Williams looked like he was six foot four against the smaller Margarito. Williams was the busier fighter, who worked his jab from a good range and constantly outworked Margarito for the better part of twelve rounds.
Margarito did land the more damaging punches later in the fight but was constantly beaten to the punch by the lanky Williams, who dominated the early rounds with his jab and follow up combinations. He did enough in the late rounds to earn a Unanimous Decision victory over the man that, “nobody wants to fight at 147.” Mostly it felt like Margarito just ran out of rounds. Had it been a 15 round fight, Margarito probably would have won because he was getting to Williams in the seventh, eighth and eleventh rounds. For all of his offensive prowess, Williams never managed to hurt Margarito at all.

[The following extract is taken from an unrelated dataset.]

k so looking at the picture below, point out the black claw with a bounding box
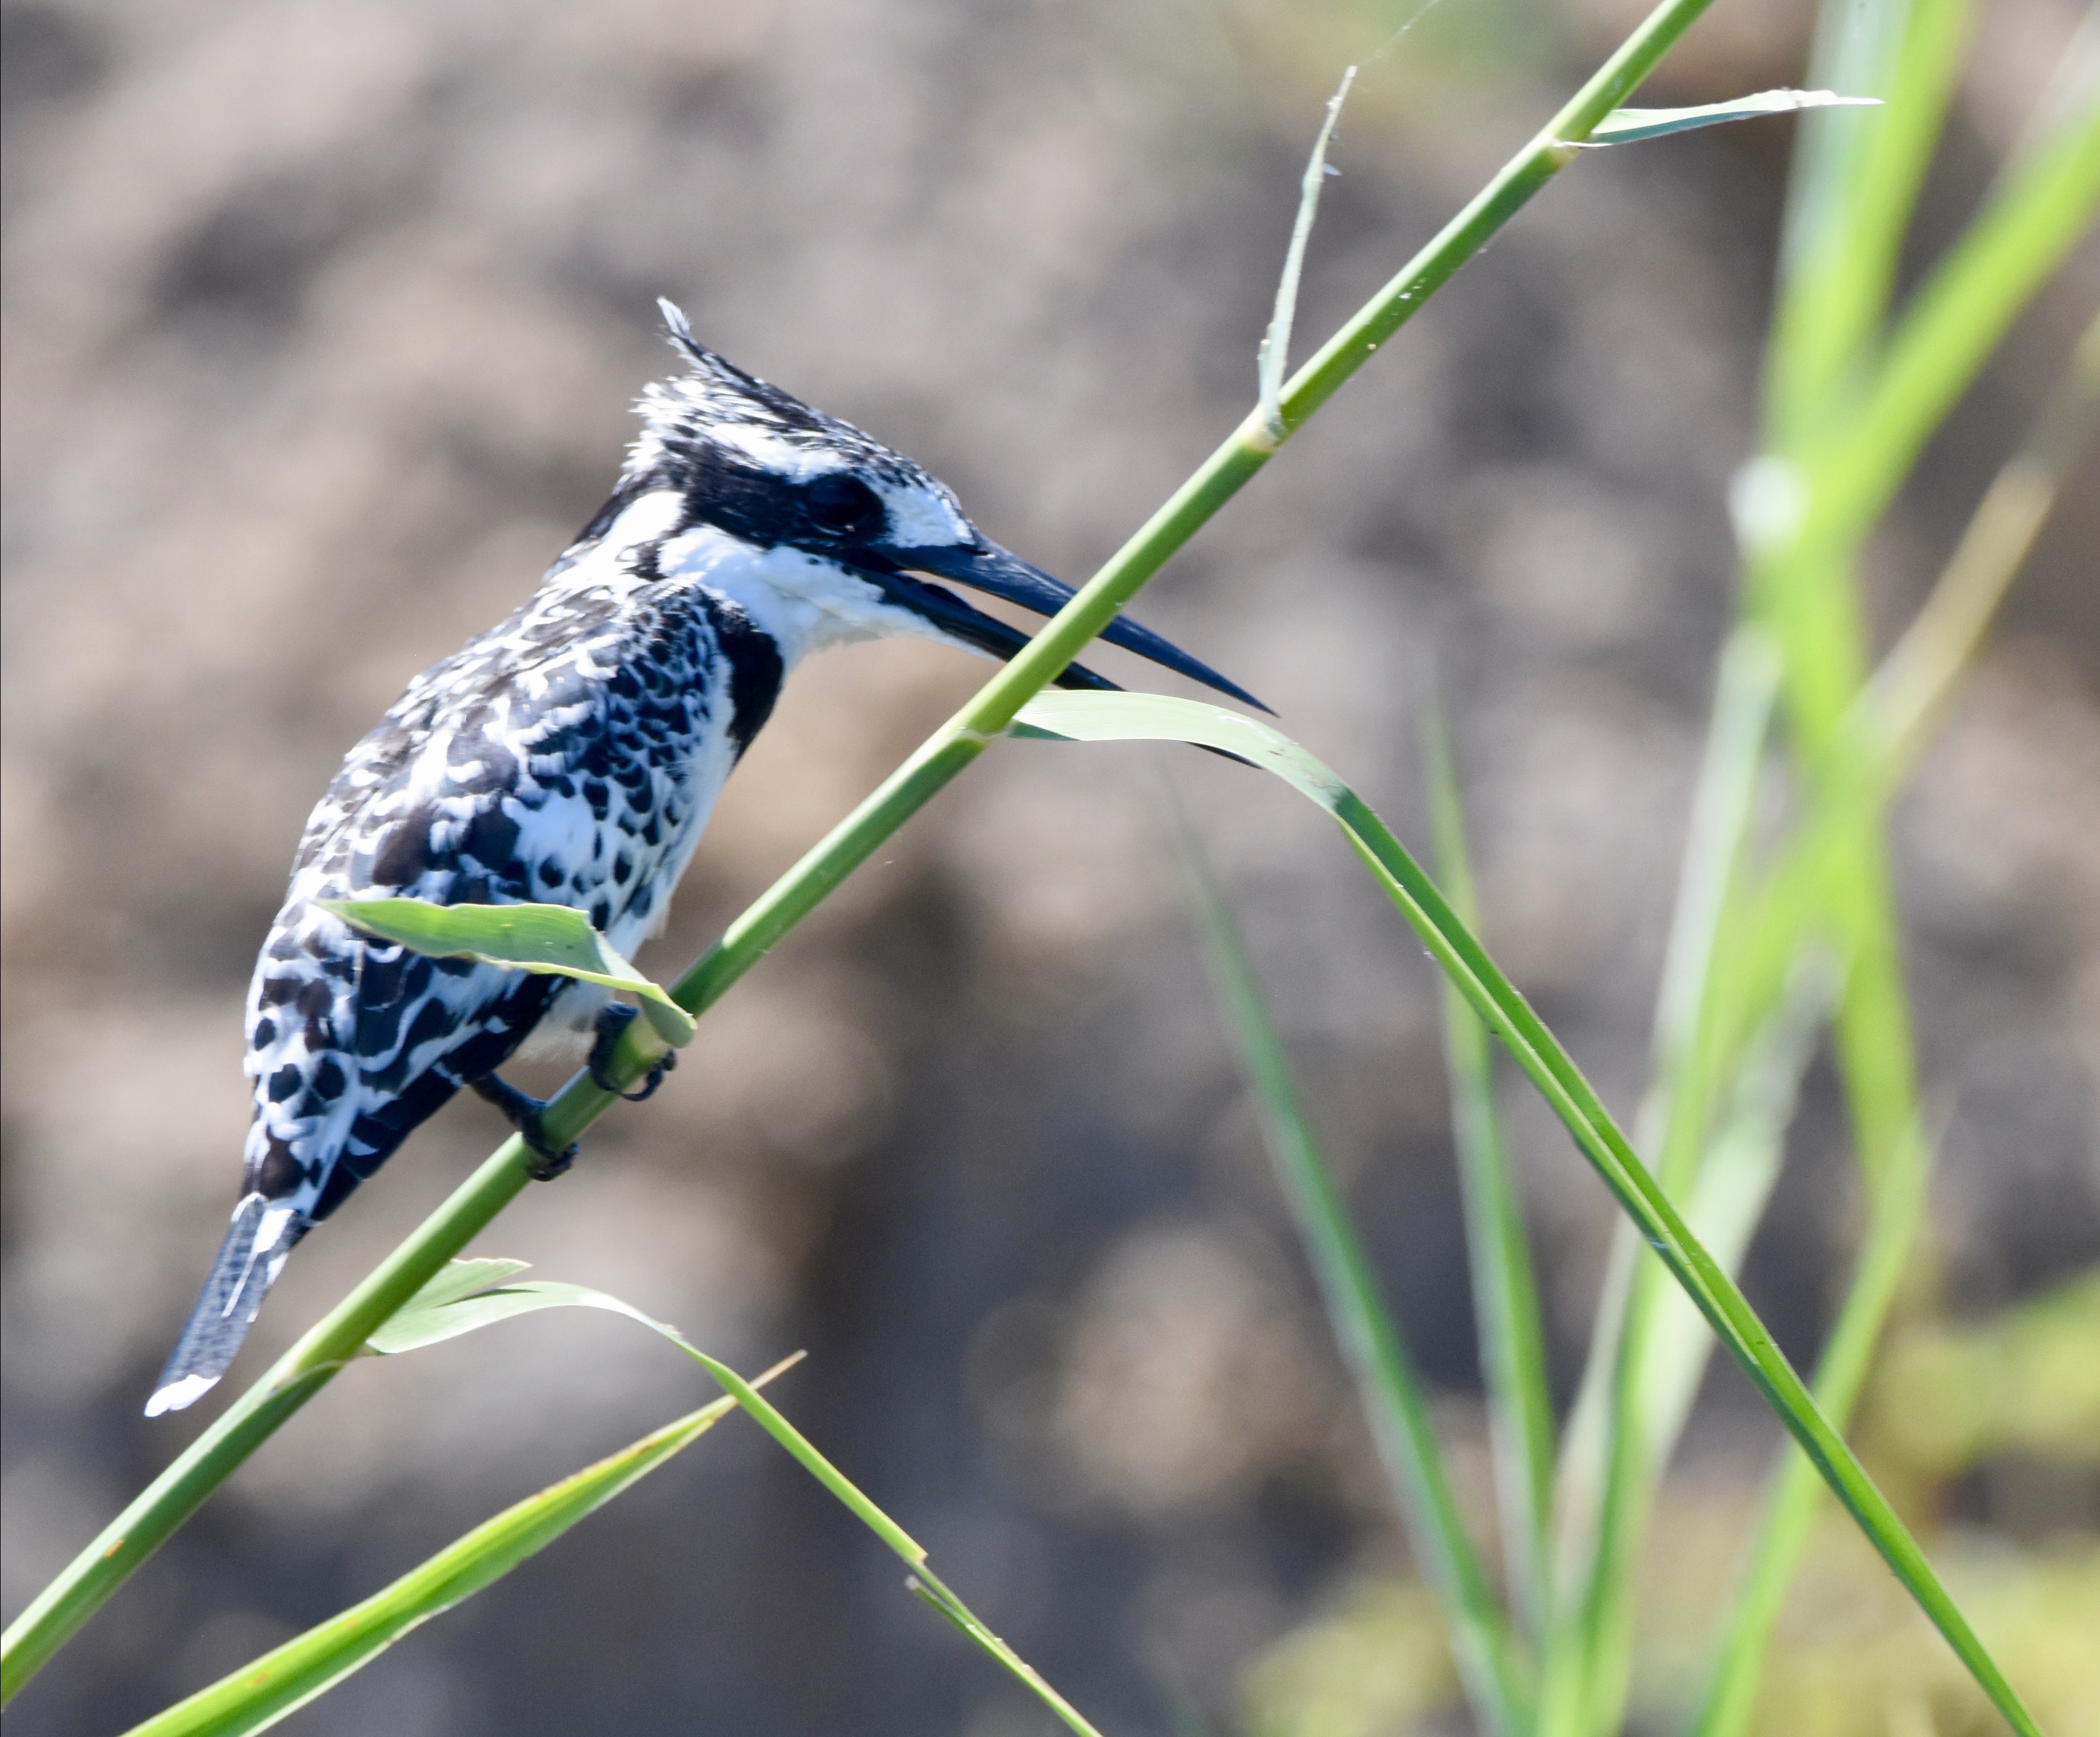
[470,1073,579,1181]
[622,1049,676,1103]
[588,1002,676,1101]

One of the most impressive things about this fight was the cardio vascular conditioning of both guys. Neither man ever looked out of breath in their corners from the beginning to the end.
The decisive factor in this one was that Williams was simply faster and longer than Margarito, who had trouble getting much offense going in the first five rounds. The fourth round was close because Margarito actually was able to score on the inside to the body. But in almost every round except for the sixth, ninth and tenth, Williams always dictated the tempo and scored more often.

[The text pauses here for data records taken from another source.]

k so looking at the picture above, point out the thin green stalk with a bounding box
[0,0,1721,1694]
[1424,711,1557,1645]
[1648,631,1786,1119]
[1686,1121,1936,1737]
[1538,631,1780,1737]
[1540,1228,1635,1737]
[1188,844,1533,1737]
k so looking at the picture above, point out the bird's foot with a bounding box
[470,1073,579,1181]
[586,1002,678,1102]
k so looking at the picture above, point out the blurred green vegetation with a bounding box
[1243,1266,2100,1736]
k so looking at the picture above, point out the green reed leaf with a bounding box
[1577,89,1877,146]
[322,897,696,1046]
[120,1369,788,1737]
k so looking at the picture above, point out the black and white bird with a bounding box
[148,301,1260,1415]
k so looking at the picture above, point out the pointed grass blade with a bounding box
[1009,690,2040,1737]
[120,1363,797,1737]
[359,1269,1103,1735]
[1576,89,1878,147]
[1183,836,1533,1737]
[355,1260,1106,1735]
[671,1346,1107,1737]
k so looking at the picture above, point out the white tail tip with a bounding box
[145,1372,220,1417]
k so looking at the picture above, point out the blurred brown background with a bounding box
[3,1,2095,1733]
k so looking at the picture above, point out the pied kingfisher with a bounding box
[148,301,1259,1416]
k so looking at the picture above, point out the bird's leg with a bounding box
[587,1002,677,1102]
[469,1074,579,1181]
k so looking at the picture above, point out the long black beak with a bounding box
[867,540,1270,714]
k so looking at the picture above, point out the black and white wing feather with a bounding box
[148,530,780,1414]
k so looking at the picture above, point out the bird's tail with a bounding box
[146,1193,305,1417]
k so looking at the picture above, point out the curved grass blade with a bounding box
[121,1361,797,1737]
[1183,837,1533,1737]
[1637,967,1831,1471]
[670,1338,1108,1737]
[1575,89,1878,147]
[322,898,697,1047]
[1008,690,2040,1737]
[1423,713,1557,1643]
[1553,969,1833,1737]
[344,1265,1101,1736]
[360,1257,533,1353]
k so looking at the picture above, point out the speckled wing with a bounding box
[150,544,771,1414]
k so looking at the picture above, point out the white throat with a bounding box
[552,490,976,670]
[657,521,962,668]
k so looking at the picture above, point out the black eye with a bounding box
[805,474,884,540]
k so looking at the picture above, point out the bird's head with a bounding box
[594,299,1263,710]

After 12 rounds, Williams face was swollen and he bled from a cut over his left eye. Margarito was unblemished and sure that it was he, who had won. The Judges scored it 116-112 and 115-113 twice, all in favor of Williams. Margarito called the decision a robbery. I can’t see how Margarito can think he won the fight when he lost so many rounds by being outworked and out pointed by the softer punching but voluminous Paul Williams.
With a well-stocked Welterweight Division, lets hope there’ll be some big time fights on the horizon. This division is real tight at the top and we fans deserve to see the best fight the best!
We have some tough customers at 147, like Kermit Cintron, Miguel Cotto, Floyd Mayweather Jr., Shane Mosley and possibly Oscar De La Hoya, who supposedly plans continue fighting at 147. And don’t forget Antonio Margarito, he’ll be back. Just think what a great tournament could be made to separate the contenders from the Champions at Welterweight.